Question

How do you use the Second Derivative Test where applicable to find the extrema for `f(x) = x^2(6-x)^3`?

Answer 1

See the explanation section below.

Explanation:

`f(x) = x^2(6-x)^3`

We need to fins the critical numbers for `f` first. Then we will use the second derivative test (where applicable) to test them.

`f'(x) = 2x(6-x)^3+x^2(3(6-x)^2 (-1))`

`= x(6-x)^2(12-5x)`

Critical numbers are `0`, `6`, and `12/5`.

We need the second derivative. Because we do not need the zeros of the second derivative, some people may prefer to expand the first derivative to write it in standard polynomial form. I want to keep factored form.

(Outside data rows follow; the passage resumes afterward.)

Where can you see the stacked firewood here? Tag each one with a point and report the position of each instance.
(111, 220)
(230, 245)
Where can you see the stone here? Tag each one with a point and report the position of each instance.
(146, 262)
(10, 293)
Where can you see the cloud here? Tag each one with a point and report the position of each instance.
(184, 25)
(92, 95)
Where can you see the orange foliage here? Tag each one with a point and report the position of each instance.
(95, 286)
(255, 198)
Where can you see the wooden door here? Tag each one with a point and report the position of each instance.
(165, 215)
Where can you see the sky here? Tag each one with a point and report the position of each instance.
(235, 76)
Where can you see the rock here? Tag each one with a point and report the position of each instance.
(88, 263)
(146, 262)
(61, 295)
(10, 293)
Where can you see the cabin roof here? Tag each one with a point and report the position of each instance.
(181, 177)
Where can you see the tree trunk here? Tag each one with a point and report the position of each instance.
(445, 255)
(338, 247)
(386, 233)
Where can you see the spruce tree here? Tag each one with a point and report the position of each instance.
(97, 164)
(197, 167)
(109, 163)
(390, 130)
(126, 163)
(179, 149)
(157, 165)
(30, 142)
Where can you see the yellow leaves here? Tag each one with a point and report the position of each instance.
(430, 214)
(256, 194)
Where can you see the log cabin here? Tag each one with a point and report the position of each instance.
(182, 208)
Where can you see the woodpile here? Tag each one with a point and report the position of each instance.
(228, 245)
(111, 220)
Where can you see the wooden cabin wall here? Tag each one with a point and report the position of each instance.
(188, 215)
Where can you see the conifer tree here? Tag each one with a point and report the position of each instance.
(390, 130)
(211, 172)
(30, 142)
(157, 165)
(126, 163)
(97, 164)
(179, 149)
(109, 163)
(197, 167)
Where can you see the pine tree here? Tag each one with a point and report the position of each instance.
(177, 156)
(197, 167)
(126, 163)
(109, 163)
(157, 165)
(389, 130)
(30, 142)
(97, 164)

The product rule for three factors is
`(uvw)' = u'vw+uv'w+uvw'`

`f''(x) = (1)(6-x)^2(12-5x)+x2(6-x)(-1)(12-5x)+x(6-x)^2(-5)`

`= (6-x)[(6-6)(12-5x)-2x(12-5x)-5x(6-x)]`

`= 4(6-x)(5x^2-24x+18)`

Test the critical numbers:

`f''(0) = 4(6)(18)` is positive, so #f(0) is a local minimum.

`f''(6)=4(0)(2(6)^2-24(6)+18) = 0` so the second derivative test is not applicable. (The first derivative test shows that `f(6)` is not an extremum.

`f''(12/5) = f''(2.4) = 4(6-2.4)(2(2.4)^2-24(2.4)+18)`

The first two factors are clearly positive.

The third is
`2(2.4)(2.4)-24(2.4)+18 = 4.8(2.4)-24(2.4)+18`

`= -19.2(2.4)+18` which is negative. (`19.2 xx 2.4 > 18`)

So, `f''(12/5)` is negative, and `f(12/5)` is a local maximum.